The stamen of a flower consists of a thin, stemlike filament and an anther, where haploid pollen grains are produced. Each pollen grain is a male gametophyte containing sperm cells. The pistil consists of a sticky stigma; a style, which is a narrow stalk connecting the stigma to the top of the ovary; and the ovary, which is where the ovules are enclosed. In each ovule, a single mother cell divides to produce four cells, one of which will develop into a female gametophyte. The female gametophyte is a sac in which there are eight cells, one of which is the egg cell.
In the angiosperm life cycle, a pollen grain lands on the stigma and produces a pollen tube that grows from the pollen grain down through the style, penetrating the ovary to reach the ovule. One of the sperm cells in the pollen tube fertilizes the egg cell in the ovary to produce a diploid zygote. The zygote becomes the new plant embryo. Another sperm cell fuses with two other cells in the female gametophyte to produce a triploid (three sets of chromosomes) endosperm nucleus, which develops into the endosperm that will feed the growing embryo. The ovule becomes the seed in which the embryo develops, and the ovary ripens into a fruit.
During plant development, the cells become more specialized. In angiosperms, the embryo remains dormant for a while. When the seed germinates, the embryo grows further. Germination may depend on the availability of oxygen, a suitable temperature, or adequate light.

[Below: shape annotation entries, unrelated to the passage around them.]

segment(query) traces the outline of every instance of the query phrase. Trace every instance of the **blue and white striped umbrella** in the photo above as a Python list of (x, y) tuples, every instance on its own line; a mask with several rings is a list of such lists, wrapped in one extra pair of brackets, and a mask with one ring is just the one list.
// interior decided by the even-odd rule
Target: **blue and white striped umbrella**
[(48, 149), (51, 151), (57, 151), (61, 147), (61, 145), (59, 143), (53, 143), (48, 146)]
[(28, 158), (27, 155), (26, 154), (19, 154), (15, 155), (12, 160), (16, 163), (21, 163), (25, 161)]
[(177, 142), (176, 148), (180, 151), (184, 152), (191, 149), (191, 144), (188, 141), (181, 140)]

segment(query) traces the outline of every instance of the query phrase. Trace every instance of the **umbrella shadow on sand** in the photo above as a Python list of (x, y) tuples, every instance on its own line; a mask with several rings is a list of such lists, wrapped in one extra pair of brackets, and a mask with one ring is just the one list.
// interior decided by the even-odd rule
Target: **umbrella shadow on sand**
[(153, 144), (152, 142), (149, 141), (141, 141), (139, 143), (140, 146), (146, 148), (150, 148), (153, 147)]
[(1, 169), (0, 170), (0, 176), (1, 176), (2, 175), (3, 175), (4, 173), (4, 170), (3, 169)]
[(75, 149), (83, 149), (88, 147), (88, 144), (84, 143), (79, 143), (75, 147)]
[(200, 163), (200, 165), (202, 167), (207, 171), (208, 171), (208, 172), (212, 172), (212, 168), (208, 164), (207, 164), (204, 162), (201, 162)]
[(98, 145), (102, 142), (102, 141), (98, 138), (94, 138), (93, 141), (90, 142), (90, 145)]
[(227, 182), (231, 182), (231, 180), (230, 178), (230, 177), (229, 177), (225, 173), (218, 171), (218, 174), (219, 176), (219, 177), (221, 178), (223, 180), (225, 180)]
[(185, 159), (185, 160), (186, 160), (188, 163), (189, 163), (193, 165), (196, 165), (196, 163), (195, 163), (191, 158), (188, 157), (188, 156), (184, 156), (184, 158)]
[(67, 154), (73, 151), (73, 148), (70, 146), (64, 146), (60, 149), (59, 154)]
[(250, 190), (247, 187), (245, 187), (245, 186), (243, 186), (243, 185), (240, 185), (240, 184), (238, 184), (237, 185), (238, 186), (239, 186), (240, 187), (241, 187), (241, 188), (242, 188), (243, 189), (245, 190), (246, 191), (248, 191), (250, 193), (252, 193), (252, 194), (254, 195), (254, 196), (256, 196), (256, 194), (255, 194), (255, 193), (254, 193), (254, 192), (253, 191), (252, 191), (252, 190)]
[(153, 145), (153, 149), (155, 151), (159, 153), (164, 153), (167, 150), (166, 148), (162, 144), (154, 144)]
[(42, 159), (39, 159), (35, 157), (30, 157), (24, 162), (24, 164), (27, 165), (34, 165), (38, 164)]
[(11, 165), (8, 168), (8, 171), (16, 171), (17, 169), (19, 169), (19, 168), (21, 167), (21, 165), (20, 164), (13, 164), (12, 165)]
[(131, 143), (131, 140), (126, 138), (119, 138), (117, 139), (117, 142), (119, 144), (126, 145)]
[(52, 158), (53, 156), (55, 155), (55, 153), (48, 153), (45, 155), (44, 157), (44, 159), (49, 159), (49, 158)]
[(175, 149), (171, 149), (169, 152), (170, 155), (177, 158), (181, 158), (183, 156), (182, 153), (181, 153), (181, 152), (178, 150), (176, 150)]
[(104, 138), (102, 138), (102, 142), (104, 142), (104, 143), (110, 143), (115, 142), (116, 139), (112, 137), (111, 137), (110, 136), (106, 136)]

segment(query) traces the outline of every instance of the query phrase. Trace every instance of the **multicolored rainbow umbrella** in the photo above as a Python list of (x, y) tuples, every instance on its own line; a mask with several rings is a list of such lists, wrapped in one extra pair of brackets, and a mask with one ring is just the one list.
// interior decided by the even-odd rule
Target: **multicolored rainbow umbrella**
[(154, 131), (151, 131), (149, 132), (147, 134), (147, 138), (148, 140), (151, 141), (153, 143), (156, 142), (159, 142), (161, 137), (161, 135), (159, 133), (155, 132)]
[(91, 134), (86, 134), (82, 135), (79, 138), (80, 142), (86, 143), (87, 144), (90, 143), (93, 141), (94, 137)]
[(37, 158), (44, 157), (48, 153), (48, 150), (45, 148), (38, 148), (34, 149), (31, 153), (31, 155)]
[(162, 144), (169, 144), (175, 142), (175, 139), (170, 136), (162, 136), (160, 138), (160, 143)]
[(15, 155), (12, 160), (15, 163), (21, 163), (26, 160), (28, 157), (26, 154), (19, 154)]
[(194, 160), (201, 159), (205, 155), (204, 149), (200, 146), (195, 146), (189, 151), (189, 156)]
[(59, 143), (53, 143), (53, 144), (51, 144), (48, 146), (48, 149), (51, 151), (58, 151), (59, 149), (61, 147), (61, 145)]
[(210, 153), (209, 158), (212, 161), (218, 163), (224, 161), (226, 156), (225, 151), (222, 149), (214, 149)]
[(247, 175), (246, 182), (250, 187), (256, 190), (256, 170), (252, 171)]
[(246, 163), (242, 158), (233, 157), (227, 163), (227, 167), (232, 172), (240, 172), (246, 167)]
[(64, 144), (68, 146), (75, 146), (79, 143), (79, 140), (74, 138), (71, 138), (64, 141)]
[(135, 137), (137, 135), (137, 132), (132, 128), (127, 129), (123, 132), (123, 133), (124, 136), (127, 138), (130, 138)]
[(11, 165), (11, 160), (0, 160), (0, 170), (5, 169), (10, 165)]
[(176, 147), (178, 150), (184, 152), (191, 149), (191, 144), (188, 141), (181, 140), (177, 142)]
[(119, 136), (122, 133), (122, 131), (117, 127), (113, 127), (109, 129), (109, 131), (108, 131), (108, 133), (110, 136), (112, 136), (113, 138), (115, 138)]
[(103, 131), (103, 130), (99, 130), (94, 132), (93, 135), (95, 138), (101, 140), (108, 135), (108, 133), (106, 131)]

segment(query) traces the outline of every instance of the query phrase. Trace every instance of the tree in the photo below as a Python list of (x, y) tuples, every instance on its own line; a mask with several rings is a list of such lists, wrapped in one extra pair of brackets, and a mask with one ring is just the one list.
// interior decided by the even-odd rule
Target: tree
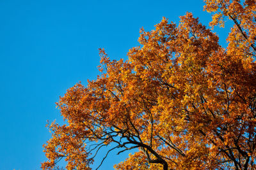
[(90, 169), (110, 144), (108, 153), (137, 148), (117, 169), (256, 169), (256, 3), (205, 3), (212, 27), (234, 22), (228, 46), (188, 13), (141, 29), (127, 60), (100, 49), (102, 74), (57, 104), (67, 124), (49, 125), (42, 169), (64, 157), (68, 169)]

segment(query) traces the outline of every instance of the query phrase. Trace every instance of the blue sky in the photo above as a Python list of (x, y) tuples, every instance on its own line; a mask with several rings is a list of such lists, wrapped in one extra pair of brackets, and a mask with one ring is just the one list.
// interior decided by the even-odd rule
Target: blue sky
[[(99, 48), (126, 59), (140, 29), (152, 30), (163, 17), (178, 23), (191, 11), (207, 24), (203, 6), (200, 0), (1, 1), (0, 169), (40, 169), (42, 146), (51, 137), (47, 120), (61, 122), (55, 103), (77, 82), (97, 78)], [(216, 29), (222, 45), (227, 31)], [(111, 155), (100, 169), (127, 154)]]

Germination requires the availability of stored food within the seed. In plants called monocots (monocotyledon plants), most of the food is stored in the endosperm in one seed leaf called a cotyledon (see Figure 19-2). In dicots (dicotyledon plants), most of the food is stored in endosperm in two cotyledons. Among the monocots are grasses, orchids, irises, and lilies. Dicots have two seed leaves (cotyledons) that provide nutrients for the plants as they grow for the seed. Monocots have a single cotyledon. Monocots usually have parallel leaf veins and flower parts occurring in threes. Dicots, in contrast, usually have netlike leaf veins and flower parts in fours or fives. Most of the flowering plants are dicots.
Figure 19-2 Growth of monocotyledon (monocot) and dicotyledon (dicot) plants. Other parts of the young plant are illustrated.